My friend jb, in addition to her other considerable talents, is a trained tree climbing facilitator. Together we headed out to the tiny rural town of Takilma, Oregon, located about 40 miles south of the home of New Tribe. Our destination was a small private school called the Dome School. Twice a year the Dome School hosts a bazaar. This day the school was filled with colorful art and crafts made by inspired folks from all over southern Oregon. The local grade school kids performed songs while musicians strummed along. This was the place to be on this frosty morning.
Outside in the filtered sunlight, jb got the harnesses and gear ready as I set the ropes for the day’s climb. The throwbag deity must have been overseeing my throws—it was one of those days when I was able to will my throws into the right spot. In about fifteen minutes we had five ropes set up for DRT using my new Su Sleeves straight from New Tribe’s good friend Elliot Su in Taiwan.
This was our inaugural climb in this tree. We inspected ground, trunk, and canopy to check the safety of the tree. One of our concerns was that we were climbing an elder Madrone tree whose bark is very delicate and bruises easily. I placed all ropes several feet away from the trunk, so the only climbing being done today would be branch route climbing, eliminating any contact with the Madrone’s fragile skin. Another concern was for the tree’s roots. This tree is located on the school’s playground where a lot of foot traffic falls around and on top of our friend’s feet.
The price of admission for today's climb was for each climber to collect at least one box of leaves per climb. These we spread as mulch under the tree, to comfort the roots and reduce any further soil compaction. The education these kids got was as much a highlight as climbing in the tree. Children were running around with boxes full of leaves and broad healthy smiles on their faces. Laughter accompanied every box of mulch. A magical thing was happening.
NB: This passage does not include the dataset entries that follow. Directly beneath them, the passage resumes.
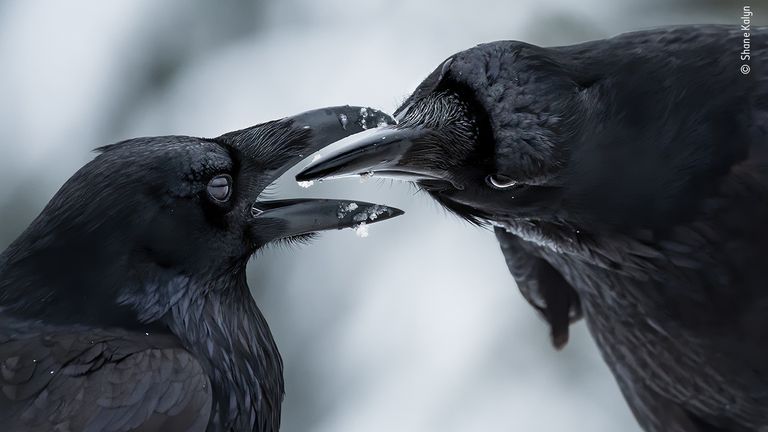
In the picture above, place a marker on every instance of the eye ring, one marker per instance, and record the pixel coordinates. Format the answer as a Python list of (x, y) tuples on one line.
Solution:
[(219, 188)]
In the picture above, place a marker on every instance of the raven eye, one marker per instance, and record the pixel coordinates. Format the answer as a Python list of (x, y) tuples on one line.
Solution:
[(220, 187)]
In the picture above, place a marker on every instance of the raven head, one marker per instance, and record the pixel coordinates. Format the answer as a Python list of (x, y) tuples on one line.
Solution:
[(149, 211), (588, 134)]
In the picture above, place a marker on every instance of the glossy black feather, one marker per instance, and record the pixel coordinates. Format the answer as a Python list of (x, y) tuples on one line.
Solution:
[(642, 201)]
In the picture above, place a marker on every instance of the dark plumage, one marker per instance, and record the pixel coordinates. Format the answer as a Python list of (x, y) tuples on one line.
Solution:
[(124, 306), (627, 180)]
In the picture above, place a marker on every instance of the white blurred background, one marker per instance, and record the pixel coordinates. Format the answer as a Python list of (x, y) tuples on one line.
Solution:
[(418, 327)]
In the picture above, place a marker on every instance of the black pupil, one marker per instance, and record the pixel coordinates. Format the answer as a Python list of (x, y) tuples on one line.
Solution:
[(218, 187)]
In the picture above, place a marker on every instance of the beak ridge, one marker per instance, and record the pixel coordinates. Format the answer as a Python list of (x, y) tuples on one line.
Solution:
[(377, 151)]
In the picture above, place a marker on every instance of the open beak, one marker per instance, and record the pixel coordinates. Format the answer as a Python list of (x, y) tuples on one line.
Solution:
[(377, 152), (292, 217), (302, 216)]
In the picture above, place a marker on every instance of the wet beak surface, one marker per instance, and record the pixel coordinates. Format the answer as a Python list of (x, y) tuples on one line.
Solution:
[(378, 151), (303, 216)]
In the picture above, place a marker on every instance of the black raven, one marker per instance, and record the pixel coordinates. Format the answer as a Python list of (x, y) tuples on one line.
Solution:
[(627, 181), (124, 306)]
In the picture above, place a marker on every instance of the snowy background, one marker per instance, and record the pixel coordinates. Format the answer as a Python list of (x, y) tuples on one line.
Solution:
[(418, 327)]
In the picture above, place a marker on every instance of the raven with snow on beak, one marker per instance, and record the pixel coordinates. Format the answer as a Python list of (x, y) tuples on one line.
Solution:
[(627, 182), (124, 306)]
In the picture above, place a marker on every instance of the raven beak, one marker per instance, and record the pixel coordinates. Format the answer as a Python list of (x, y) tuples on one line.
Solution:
[(294, 217), (375, 152)]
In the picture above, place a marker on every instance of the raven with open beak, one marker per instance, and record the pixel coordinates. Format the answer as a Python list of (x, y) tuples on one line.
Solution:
[(124, 306)]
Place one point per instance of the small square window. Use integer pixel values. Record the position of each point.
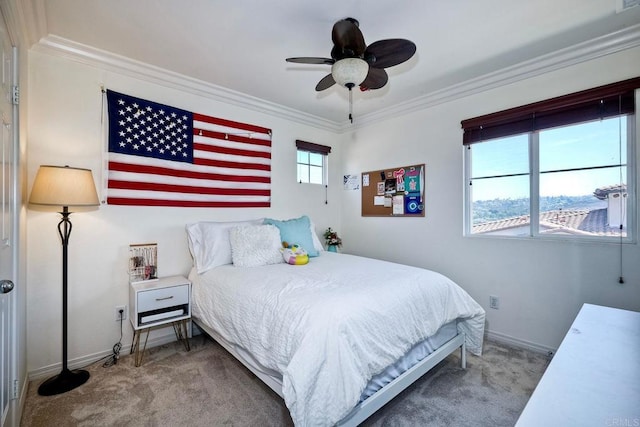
(311, 167)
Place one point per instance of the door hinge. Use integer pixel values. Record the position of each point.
(15, 95)
(15, 390)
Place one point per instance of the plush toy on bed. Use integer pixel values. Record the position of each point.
(294, 254)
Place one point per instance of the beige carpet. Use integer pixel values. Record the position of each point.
(208, 387)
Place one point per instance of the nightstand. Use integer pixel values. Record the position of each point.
(157, 303)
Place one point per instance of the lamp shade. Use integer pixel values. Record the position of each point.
(350, 72)
(64, 186)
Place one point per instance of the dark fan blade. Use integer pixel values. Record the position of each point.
(311, 60)
(347, 39)
(387, 53)
(376, 78)
(326, 82)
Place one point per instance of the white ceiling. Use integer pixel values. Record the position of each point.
(242, 45)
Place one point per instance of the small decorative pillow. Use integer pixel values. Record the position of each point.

The first climb of the day started off with a young ten year old lad who had climbed DRT before. He was the demonstrator and did an excellent job! As the temperature dropped and the climbers ascended, the Dome School Winter Bazaar Tree Climbing event got underway.
By the end of the day we had over fifty boxes of fresh root protection laid down and scattered around the base of the tree—a winter blanket for this tree. As jb and I packed up the gear and went over to thank the tree, we looked at each other and felt the same emotion—the tree was thanking us for bringing it some love and attention. After saying our thanks and as we walked away, a faint whisper was carried on the winds:
“Protect us and we will protect you. We are one.”